P T Symmetric PINN for integrable nonlocal equations: Forward and inverse problems
这是一篇使用 PINN 和 PT 对称解决可积非局部方程逆问题和正问题的论文。
我们先来看看这篇论文的摘要:
摘要
英文原文:
Since the P T -symmetric nonlocal equations contain the physical information of the P T -symmetric, it is very appropriate to embed the physical information of the P T -symmetric into the loss function of PINN, named PTS-PINN. For general P T -symmetric nonlocal equations, especially those equations involving the derivation of nonlocal terms, due to the existence of nonlocal terms, directly using the original PINN method to solve such nonlocal equations will face certain challenges. This problem can be solved by the PTS-PINN method which can be illustrated in two aspects.

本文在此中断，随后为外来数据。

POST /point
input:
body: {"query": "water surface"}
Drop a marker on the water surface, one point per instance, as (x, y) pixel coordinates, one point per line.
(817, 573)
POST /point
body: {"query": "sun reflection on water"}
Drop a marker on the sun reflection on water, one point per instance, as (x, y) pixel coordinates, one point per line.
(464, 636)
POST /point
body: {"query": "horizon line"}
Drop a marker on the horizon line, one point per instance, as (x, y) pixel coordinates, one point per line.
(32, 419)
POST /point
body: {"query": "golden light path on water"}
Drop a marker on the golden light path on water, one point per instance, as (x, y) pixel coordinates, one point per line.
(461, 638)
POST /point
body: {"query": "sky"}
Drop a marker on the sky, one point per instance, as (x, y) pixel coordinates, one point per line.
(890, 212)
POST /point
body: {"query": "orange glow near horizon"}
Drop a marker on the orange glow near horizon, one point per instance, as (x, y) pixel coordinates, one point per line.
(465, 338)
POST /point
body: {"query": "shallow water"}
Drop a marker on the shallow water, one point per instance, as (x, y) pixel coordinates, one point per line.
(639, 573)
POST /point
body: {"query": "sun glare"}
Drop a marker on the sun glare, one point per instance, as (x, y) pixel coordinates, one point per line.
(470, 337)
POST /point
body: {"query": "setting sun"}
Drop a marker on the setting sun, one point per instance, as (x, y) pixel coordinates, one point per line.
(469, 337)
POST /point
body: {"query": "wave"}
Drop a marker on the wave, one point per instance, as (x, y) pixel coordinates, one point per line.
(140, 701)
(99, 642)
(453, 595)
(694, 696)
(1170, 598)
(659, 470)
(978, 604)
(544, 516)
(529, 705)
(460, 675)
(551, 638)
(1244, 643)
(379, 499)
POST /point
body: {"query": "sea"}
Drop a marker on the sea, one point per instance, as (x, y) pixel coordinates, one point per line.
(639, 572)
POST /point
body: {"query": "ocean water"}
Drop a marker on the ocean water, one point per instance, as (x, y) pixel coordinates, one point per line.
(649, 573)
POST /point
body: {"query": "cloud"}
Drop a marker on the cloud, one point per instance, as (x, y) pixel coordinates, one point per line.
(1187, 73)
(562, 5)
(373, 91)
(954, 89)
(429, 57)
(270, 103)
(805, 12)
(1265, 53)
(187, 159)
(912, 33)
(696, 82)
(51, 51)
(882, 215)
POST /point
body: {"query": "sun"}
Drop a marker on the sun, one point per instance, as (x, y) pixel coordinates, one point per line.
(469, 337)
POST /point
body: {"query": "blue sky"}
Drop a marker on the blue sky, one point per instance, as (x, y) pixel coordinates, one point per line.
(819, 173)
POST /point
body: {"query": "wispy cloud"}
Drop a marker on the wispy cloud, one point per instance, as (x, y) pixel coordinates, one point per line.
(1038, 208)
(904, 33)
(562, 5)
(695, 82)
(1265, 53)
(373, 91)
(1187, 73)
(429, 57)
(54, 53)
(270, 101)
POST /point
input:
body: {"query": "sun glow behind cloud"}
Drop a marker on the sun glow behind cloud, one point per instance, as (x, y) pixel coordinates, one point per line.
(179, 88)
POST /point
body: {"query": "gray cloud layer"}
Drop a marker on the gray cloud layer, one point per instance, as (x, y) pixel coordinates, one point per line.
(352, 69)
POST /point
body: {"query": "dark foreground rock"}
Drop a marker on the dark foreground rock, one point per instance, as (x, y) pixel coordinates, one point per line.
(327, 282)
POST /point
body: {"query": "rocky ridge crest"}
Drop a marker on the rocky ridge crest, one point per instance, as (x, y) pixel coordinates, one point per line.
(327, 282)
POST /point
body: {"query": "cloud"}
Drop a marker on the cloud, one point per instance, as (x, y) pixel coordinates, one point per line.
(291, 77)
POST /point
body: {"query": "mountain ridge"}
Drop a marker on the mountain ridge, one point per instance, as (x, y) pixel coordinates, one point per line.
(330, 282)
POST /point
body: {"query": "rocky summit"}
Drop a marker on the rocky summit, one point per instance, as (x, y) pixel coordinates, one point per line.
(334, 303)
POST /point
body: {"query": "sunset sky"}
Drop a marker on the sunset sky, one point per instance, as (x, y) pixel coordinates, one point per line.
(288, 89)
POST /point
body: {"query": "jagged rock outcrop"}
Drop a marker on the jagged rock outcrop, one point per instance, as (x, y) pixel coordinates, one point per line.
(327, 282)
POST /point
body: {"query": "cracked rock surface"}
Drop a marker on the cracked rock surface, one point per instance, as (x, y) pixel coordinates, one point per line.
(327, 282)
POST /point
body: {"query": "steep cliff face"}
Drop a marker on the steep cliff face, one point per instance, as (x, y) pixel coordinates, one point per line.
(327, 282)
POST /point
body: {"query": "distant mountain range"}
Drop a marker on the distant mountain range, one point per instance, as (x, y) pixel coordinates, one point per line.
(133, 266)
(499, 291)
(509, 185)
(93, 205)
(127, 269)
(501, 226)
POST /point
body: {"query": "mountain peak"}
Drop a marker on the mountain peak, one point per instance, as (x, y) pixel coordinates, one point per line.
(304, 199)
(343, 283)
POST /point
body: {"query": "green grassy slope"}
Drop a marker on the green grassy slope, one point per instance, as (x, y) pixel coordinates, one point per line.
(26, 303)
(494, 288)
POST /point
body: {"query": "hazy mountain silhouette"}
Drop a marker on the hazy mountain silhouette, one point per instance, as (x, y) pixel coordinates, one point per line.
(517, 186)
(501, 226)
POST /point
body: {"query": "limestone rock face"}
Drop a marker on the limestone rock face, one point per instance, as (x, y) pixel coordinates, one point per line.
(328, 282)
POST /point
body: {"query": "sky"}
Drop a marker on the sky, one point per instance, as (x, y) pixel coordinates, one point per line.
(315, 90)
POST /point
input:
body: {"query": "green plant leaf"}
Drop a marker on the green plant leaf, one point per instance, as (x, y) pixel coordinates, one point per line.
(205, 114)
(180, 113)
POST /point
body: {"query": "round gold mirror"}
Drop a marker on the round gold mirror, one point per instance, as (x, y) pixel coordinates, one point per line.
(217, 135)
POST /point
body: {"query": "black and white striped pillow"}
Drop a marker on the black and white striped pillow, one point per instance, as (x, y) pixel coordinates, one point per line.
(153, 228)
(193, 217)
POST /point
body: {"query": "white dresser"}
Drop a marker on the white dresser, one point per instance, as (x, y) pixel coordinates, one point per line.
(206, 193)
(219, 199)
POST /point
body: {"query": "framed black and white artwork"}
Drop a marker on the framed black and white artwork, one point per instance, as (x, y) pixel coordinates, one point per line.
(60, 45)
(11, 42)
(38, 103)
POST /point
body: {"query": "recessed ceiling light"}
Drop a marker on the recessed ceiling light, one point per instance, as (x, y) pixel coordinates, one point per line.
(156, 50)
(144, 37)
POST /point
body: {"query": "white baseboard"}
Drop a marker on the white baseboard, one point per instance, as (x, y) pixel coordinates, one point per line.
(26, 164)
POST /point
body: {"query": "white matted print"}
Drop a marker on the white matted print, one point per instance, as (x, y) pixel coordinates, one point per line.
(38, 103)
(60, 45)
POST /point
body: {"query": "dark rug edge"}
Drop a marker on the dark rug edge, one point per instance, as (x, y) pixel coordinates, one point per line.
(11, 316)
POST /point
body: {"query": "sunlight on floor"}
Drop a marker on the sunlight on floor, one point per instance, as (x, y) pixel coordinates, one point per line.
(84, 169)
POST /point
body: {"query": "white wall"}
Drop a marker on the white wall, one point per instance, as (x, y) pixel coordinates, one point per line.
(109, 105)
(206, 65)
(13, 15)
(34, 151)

First, we treat the nonlocal term of the equation as a new local component, so that the equation is coupled at this time. In this way, we successfully avoid differentiating nonlocal terms in neural networks. On the other hand, in order to improve the accuracy, we make a second improvement, which is to embed the physical information of the P T -symmetric into the loss function. Through a series of independent numerical experiments, we evaluate the efficacy of PTS-PINN in tackling the forward and inverse problems for the nonlocal nonlinear Schr ̈odinger (NLS) equation, the nonlocal derivative NLS equation, the nonlocal (2+1)-dimensional NLS equation, and the nonlocal three wave interaction systems. The numerical experiments demonstrate that PTS-PINN has good performance. In particular, PTS-PINN has also demonstrated an extraordinary ability to learn large space-time scale rogue waves for nonlocal equations.
翻译:
由于 PT -对称非局部方程包含 PT -对称的物理信息,因此将 PT -对称的物理信息嵌入 PINN 的损耗函数 PTS-PINN 中非常合适。对于一般的 PT -对称非局部方程,尤其是涉及非局部项推导的方程,由于非局部项的存在,直接使用原始 PINN 方法求解此类非局部方程会面临一定挑战。这个问题可以通过 PTS-PINN 方法解决,方法可以通过两个方面说明。首先,我们将方程的非局部项视为新的局部分量,因此此时方程是耦合的。通过这种方式,我们成功地避免了在神经网络中区分非局部项。另一方面,为了提高准确性,我们做了第二项改进,即将 P、T 对称的物理信息嵌入到损失函数中。通过一系列独立数值实验,我们评估了 PTS-PINN 在解决非局部非线性施尔·奥丁格(NLS)、非局部导数 NLS 方程、非局部(2+1)维 NLS 方程以及非局部三波相互作用系统的前向和逆问题方面的效能。数值实验表明 PTS-PINN 表现良好。特别是,PTS-PINN 还展现出了学习非局部方程中大规模时空尺度流氓波的非凡能力。